Ticaret Bakanı Ömer Bolat, OECD Bakanlar Konseyi Toplantısı'nda çok taraflı ticaret sistemi kurallarının korunması gerektiğini vurguladı. Bolat, uluslararası ticaretin istikrarı ve büyümesi için bu kuralların önemli olduğunu belirtti. Ticarette adil rekabetin sağlanması ve ticaret engellerinin kaldırılması için işbirliğinin artırılması gerektiğini ifade etti.
Bolat, Paris'te gerçekleşen OECD Bakanlar Konseyi Toplantısı'na katılarak Türkiye'nin kurucu üyelerinden olduğu bu önemli uluslararası kuruluşun tarihçesine ve işlevlerine değindi.
Bolat, OECD'nin 1948 yılında ABD ve ana Avrupa ülkeleri öncülüğünde kurulan işbirliği ve kalkınma kuruluşu olduğunu belirtti. Şu anda 38 üyesi bulunan OECD'nin Genel Sekreterliği ve üye ülkelerin daimi temsilcilerinin Paris'te bulunduğunu vurguladı. Her yıl gerçekleşen Bakanlar Konseyi Toplantısı'na ise ticaret, dışişleri, hazine ve maliye bakanlarının davet edildiğini aktardı.

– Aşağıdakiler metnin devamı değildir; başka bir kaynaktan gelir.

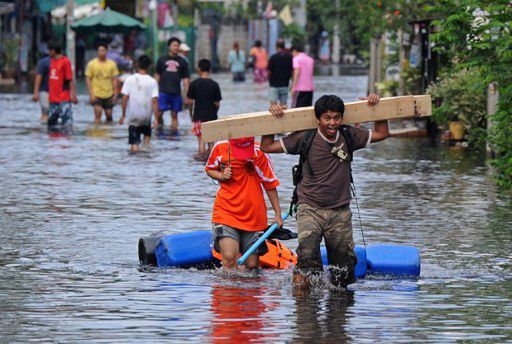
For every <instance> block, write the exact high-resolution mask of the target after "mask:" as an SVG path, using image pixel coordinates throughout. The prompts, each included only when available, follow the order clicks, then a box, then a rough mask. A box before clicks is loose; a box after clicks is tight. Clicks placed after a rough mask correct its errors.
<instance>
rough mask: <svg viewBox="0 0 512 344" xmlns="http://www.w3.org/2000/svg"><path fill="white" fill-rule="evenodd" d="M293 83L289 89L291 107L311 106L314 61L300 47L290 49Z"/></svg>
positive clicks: (314, 65)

Bolat, katıldığı oturumda uluslararası ekonomik sistemdeki meydan okumaları ve çok taraflı uluslararası ticaret sisteminin karşı karşıya olduğu riskleri ele aldıklarını belirtti. Toplantıda alınan kararlar doğrultusunda yayınlanan bildiride, özellikle sübvansiyonlar ve ticaretteki haksız rekabet gibi konuların ele alındığını ifade etti.
Bolat, konuşmasında OECD ile Dünya Ticaret Örgütü arasındaki etkileşimi ve işbirliğini artırma gerekliliğine vurgu yaptı. Ayrıca, az gelişmiş ve gelişmekte olan ülkelerin uluslararası finans sistemine erişimini artırmak için önerilerde bulunduklarını söyledi. Önerilerin genel olarak destek gördüğünü ancak uygulamada bazı ülkelerin yanlış politikaları sürdürdüğünü belirtti.
Bolat, OECD'nin dünya ekonomisi ve ticaret sistemi üzerine yaptığı çalışmaların önemine değinerek, uluslararası kuruluşlar arasında fikir alışverişi ve ortak çözüm önerilerinin geliştirildiğini söyledi. Dünya ekonomisinin ve ticaretinin olumsuz gelişmeler karşısında uyanışa geçmesi ve çok taraflı kararlar alınması gerektiğini vurguladı.
Bolat, günümüzde yeşil ekonominin ve dijitalleşmenin önem kazandığı bir dönemde birçok ülkenin yatırım ve uygulamalara odaklanması gerektiğini belirtti. Türkiye adına yapılan değerlendirmelerin OECD'nin dünya ekonomisine katkı sağlaması temennisinde bulundu.